To get back to your original approach, I cooked up something:
#let repeated-table(num-repeats: 2, ..args) = {
let options = args.named()
let data = args.pos()
// STEP 1: transform table options to apply to a multiple of the original columns
let columns = options.at("columns", default: ())
let (column-count, columns) = if type(columns) == int {
// for numbers, that's number of columns
(columns, columns * num-repeats)
} else if type(columns) == array and columns != () {
// for arrays with elements, the number of elements is number of columns
(columns.len(), columns * num-repeats)
} else {
// lengths, auto or an empty array mean there's one column
(1, (auto,) * num-repeats)
}
options.columns = columns
// TODO transform other per-column fields, such as align
// STEP 2: separate header and footer from the table body, with repeated cells
let header = if data.len() > 0 and type(data.first()) == content and data.first().func() == table.header {
let (children, ..args) = data.remove(0).fields()

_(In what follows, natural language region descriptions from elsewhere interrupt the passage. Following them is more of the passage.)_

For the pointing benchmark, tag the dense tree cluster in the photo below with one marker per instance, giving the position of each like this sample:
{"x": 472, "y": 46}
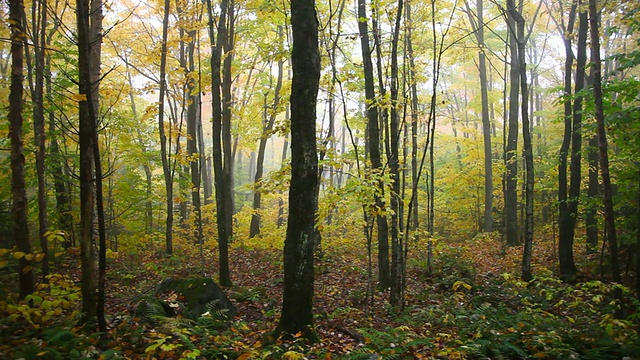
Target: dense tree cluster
{"x": 395, "y": 121}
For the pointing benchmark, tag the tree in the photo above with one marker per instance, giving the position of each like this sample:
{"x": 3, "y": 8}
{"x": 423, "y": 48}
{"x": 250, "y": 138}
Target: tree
{"x": 221, "y": 116}
{"x": 603, "y": 147}
{"x": 568, "y": 197}
{"x": 478, "y": 28}
{"x": 269, "y": 121}
{"x": 86, "y": 148}
{"x": 297, "y": 303}
{"x": 373, "y": 127}
{"x": 19, "y": 204}
{"x": 511, "y": 145}
{"x": 521, "y": 39}
{"x": 39, "y": 25}
{"x": 164, "y": 140}
{"x": 397, "y": 258}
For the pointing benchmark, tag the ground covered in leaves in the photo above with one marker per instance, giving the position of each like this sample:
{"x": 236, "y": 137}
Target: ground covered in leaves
{"x": 471, "y": 305}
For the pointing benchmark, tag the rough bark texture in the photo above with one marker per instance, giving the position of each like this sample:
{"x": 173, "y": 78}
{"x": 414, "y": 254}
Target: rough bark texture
{"x": 373, "y": 126}
{"x": 478, "y": 22}
{"x": 297, "y": 303}
{"x": 527, "y": 145}
{"x": 593, "y": 190}
{"x": 222, "y": 186}
{"x": 193, "y": 123}
{"x": 609, "y": 214}
{"x": 88, "y": 257}
{"x": 39, "y": 21}
{"x": 397, "y": 259}
{"x": 164, "y": 148}
{"x": 511, "y": 147}
{"x": 568, "y": 210}
{"x": 269, "y": 121}
{"x": 19, "y": 205}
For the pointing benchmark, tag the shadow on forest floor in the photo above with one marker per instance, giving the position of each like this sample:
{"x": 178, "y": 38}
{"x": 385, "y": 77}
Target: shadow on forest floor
{"x": 471, "y": 305}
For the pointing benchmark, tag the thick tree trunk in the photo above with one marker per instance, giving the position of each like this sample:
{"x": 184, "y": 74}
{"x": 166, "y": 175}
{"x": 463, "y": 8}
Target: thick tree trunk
{"x": 297, "y": 303}
{"x": 373, "y": 126}
{"x": 224, "y": 208}
{"x": 19, "y": 205}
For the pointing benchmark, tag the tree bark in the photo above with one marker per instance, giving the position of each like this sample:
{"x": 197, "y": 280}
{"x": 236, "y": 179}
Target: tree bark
{"x": 164, "y": 148}
{"x": 193, "y": 121}
{"x": 297, "y": 304}
{"x": 19, "y": 204}
{"x": 609, "y": 213}
{"x": 526, "y": 136}
{"x": 39, "y": 25}
{"x": 511, "y": 147}
{"x": 373, "y": 126}
{"x": 397, "y": 258}
{"x": 270, "y": 118}
{"x": 478, "y": 21}
{"x": 222, "y": 186}
{"x": 568, "y": 210}
{"x": 593, "y": 190}
{"x": 87, "y": 188}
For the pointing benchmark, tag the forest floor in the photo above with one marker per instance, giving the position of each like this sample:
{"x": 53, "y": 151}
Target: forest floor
{"x": 471, "y": 305}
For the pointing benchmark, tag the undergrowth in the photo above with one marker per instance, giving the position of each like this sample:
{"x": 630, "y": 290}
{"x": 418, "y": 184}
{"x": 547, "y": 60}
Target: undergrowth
{"x": 466, "y": 307}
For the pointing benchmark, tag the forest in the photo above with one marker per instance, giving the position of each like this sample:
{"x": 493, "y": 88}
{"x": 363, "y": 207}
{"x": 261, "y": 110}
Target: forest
{"x": 302, "y": 179}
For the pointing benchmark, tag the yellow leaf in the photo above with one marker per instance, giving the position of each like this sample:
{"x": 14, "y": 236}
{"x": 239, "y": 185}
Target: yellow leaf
{"x": 79, "y": 97}
{"x": 292, "y": 355}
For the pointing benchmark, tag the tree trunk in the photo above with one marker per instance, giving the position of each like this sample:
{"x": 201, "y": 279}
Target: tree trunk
{"x": 39, "y": 26}
{"x": 568, "y": 211}
{"x": 285, "y": 146}
{"x": 222, "y": 188}
{"x": 527, "y": 145}
{"x": 478, "y": 21}
{"x": 86, "y": 149}
{"x": 164, "y": 148}
{"x": 19, "y": 205}
{"x": 267, "y": 130}
{"x": 415, "y": 222}
{"x": 511, "y": 147}
{"x": 297, "y": 303}
{"x": 373, "y": 126}
{"x": 193, "y": 120}
{"x": 609, "y": 214}
{"x": 397, "y": 259}
{"x": 593, "y": 189}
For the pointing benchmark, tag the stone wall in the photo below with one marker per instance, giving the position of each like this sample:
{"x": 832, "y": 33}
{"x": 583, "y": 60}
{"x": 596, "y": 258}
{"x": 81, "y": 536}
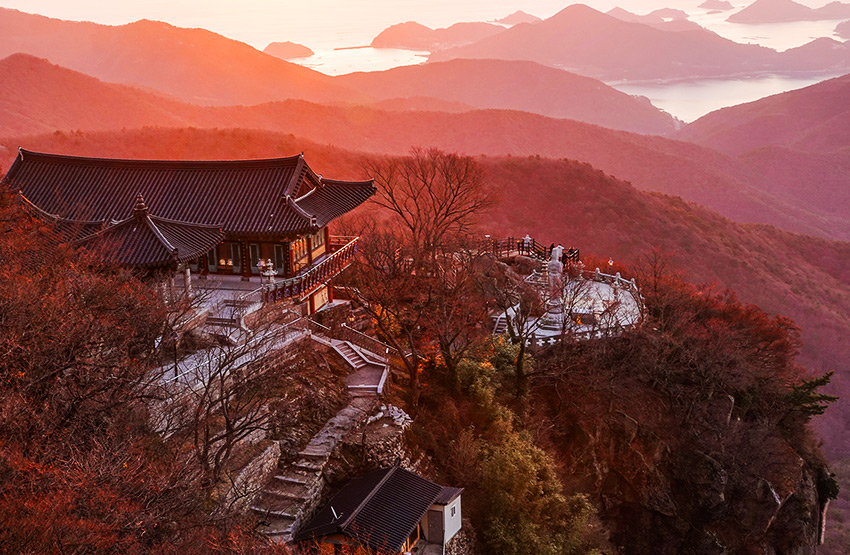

table.header(..args, ..children * num-repeats)
}
let footer = if data.len() > 0 and type(data.last()) == content and data.last().func() == table.footer {
let (children, ..args) = data.pop().fields()
table.footer(..args, ..children * num-repeats)
}
// STEP 3: rearrange the data, so that after a number of rows the next repetition begins
// split into rows
let rows = data.chunks(column-count)
// split into repeats of rows
let num-rows = calc.ceil(rows.len() / num-repeats)
let repeats = rows.chunks(num-rows)
// pad the last repeat so that all have the same number of rows
let empty-row = (none,) * column-count
repeats.last() += (empty-row,) * (num-rows - repeats.last().len())
// join repeats into combined rows
let rows = array.zip(..repeats)
// combine into flat data
data = rows.flatten()
// STEP 4: re-add header and footer to the data
if header != none {
data.insert(0, header)
}
if footer != none {
data.push(footer)
}
// STEP 5: produce table
table(..options, ..data)
}
#align(center,
repeated-table(
num-repeats: 3,
align: center + horizon,
columns: (10%, 15%),
table.header("Left", "Right", repeat: true),
..array.range(1, 29).map(n => ([l#n], [r#n])).flatten(),
table.footer("Left", "Right"),
)
)
It’s inferior to eventually having balanced columns, but it works right now ;) there is a big TODO
in the code; if you use per-column align
, you still need to fix that, but I think the principle is clear from how columns
is transformed for this to work, and the hard part of transforming the data is done.
For nicer styling, I would recommend looking at double strokes in the table guide; by using the correct column gutters, you can separate the “repeats” of the table and achieve nice double strokes at the same time.